Chapter 5 reports on the self-adaptive behavior of WS2/a-C coating by switching the

sliding conditions, i.e., alternating the testing atmospheres from dry air (5% relative humidity) to humid air (55% relative humidity) several times. Reversible tribological behavior was exploited with the testing atmosphere cycling between dry air and humid air. Focused ion beam technique was then employed to slice TEM lamellae at both the wear track and the worn ball scar, and HR-TEM observations reveal the self-adaptive mechanism.

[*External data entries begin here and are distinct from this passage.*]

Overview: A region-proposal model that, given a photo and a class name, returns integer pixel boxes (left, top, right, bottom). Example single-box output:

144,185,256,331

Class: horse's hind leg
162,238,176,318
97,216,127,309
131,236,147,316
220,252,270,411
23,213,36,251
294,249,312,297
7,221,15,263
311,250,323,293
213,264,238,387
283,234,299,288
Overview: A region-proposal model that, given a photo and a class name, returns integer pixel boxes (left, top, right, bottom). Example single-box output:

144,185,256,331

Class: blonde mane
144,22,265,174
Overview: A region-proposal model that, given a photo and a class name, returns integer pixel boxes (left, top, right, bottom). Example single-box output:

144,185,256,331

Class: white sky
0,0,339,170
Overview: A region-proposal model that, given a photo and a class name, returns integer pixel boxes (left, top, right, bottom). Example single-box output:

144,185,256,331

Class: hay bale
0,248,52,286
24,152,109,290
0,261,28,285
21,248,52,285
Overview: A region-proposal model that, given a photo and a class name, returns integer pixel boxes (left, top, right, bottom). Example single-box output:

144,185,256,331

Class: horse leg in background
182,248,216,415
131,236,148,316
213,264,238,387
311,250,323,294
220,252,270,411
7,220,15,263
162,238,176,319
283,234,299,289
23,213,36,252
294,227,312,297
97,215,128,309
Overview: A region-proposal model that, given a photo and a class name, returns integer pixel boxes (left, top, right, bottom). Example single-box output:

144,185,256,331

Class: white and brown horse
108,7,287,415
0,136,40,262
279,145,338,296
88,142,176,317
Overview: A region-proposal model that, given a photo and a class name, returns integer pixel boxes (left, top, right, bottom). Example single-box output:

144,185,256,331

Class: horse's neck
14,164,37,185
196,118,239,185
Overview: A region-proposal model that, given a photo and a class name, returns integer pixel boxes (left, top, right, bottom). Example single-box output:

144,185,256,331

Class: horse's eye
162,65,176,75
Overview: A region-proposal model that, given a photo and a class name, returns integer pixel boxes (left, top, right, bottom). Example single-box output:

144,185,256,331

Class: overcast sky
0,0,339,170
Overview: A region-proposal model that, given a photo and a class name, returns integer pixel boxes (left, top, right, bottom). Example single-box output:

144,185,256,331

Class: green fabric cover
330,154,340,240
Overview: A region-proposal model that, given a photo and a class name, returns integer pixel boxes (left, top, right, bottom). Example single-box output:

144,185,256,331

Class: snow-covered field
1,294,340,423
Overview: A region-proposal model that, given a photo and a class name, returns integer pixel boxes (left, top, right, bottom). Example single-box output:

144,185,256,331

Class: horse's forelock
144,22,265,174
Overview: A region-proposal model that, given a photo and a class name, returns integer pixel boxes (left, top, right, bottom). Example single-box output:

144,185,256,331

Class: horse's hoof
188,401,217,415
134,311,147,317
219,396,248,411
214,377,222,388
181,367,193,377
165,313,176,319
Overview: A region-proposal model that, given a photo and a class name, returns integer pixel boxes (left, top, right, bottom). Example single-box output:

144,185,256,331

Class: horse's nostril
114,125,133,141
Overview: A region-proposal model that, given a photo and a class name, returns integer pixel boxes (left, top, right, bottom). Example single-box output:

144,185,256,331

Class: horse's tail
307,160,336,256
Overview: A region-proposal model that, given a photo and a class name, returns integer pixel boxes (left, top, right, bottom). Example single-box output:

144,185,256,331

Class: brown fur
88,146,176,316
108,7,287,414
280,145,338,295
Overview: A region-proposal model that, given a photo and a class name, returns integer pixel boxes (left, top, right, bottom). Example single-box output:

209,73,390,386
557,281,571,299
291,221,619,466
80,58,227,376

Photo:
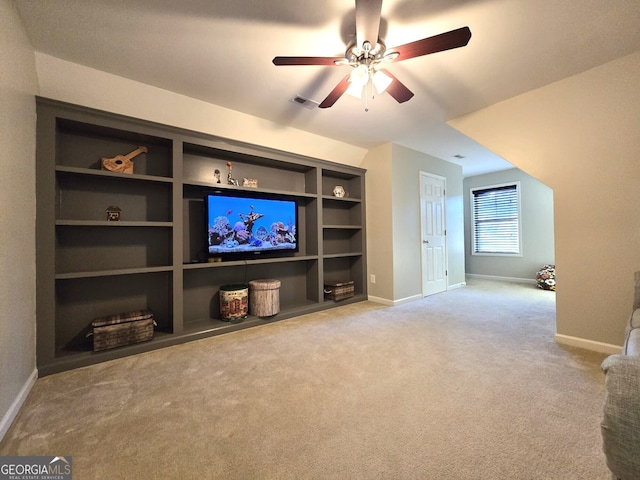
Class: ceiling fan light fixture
346,64,369,98
349,64,369,87
372,69,392,94
346,80,364,99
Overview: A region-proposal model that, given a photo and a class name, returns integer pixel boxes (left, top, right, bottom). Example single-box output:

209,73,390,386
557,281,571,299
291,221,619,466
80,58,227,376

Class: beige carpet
1,278,611,479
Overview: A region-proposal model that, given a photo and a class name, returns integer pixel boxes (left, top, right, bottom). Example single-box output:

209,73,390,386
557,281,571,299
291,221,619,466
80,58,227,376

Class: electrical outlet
370,274,376,284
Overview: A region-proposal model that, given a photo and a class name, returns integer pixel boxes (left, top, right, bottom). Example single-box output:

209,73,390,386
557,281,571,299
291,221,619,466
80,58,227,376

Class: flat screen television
206,191,298,260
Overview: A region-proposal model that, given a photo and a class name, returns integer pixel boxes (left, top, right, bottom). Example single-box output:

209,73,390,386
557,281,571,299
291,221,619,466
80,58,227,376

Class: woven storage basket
90,309,155,352
324,281,355,301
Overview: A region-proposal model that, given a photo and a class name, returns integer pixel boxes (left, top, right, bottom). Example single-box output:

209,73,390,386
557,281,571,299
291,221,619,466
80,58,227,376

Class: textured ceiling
14,0,640,176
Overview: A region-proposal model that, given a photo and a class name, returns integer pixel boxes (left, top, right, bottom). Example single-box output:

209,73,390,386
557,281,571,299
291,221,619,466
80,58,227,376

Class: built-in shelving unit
35,98,367,375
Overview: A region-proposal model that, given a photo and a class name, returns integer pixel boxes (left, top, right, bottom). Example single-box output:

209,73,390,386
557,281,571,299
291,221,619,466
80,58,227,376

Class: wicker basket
89,309,155,352
324,281,355,301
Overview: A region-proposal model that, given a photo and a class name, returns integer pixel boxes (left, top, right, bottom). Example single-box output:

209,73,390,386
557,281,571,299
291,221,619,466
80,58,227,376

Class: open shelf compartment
323,227,363,256
55,225,172,275
56,171,172,222
56,118,173,178
183,142,317,195
323,256,365,299
182,259,320,325
55,271,172,354
322,169,363,200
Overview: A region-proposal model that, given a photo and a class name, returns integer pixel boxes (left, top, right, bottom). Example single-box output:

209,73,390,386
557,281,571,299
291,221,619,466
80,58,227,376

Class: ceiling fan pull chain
364,82,368,112
365,80,370,112
371,75,376,102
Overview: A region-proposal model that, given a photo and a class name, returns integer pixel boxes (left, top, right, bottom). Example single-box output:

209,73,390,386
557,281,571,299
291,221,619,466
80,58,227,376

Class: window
471,183,521,255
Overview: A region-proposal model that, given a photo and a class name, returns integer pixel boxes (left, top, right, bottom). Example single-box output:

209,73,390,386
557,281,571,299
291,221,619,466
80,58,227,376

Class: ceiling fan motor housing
345,39,386,64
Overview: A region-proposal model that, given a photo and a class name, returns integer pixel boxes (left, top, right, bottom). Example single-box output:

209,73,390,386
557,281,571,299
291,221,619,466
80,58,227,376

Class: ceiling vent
290,95,319,110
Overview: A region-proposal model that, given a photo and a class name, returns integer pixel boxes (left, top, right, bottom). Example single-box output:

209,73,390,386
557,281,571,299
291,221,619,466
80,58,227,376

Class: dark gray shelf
56,220,173,227
55,266,174,280
322,293,368,305
56,165,173,183
38,331,175,377
183,179,317,200
322,224,363,229
183,255,319,270
36,97,367,375
323,252,364,259
321,195,362,202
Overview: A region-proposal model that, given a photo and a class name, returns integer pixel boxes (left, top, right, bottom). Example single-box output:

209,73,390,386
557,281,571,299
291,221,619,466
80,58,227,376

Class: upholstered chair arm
601,355,640,480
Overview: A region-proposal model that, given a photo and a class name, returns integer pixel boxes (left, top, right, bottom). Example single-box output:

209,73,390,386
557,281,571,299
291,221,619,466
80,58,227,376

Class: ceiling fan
272,0,471,109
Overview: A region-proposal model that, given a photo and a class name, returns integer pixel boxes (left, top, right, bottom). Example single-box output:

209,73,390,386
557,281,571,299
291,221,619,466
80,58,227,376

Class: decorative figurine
226,162,239,186
214,169,221,184
242,178,258,188
106,205,122,221
333,185,346,198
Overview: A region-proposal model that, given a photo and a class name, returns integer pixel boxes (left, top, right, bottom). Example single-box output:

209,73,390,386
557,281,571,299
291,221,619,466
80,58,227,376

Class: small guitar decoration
101,146,147,174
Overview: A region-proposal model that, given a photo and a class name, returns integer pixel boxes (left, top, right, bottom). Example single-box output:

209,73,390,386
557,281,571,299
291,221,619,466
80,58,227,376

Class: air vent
290,95,319,110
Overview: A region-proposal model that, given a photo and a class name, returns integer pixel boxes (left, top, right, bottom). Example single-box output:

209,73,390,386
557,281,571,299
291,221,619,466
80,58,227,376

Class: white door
420,172,447,297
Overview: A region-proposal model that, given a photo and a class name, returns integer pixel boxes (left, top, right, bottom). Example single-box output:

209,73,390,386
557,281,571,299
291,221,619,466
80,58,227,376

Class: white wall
451,51,640,350
363,143,465,304
0,0,39,439
34,53,367,168
464,168,555,281
362,144,394,301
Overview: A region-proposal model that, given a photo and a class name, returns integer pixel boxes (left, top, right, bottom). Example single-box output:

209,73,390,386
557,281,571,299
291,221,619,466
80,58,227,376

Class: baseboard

Based on the findings in Chapter 5, Chapter 6 further explores the potential self-healing capabilities in tribocoatings from nano- to micro-scale, as illustrated by the nanocomposite WS2/a-C coating. We first use a scratcher to induce two types of

notched cracks to mimic the potential damages. After that, a sliding stimulus was exerted aiming to self-repair the damages autonomously. The FIB-TEM observations reveal the self-healing mechanism. The study sheds new light on the possibility to release the critical requirements of producing flawless coatings for triboapplications in industry.

Chapter 7 summarizes the outcome of the thesis work, and gives an outlook of possible future perspective involving the further optimization of the coatings in extreme service conditions. Possible new developments of advanced versatile healing and self-adaptive coatings are proposed.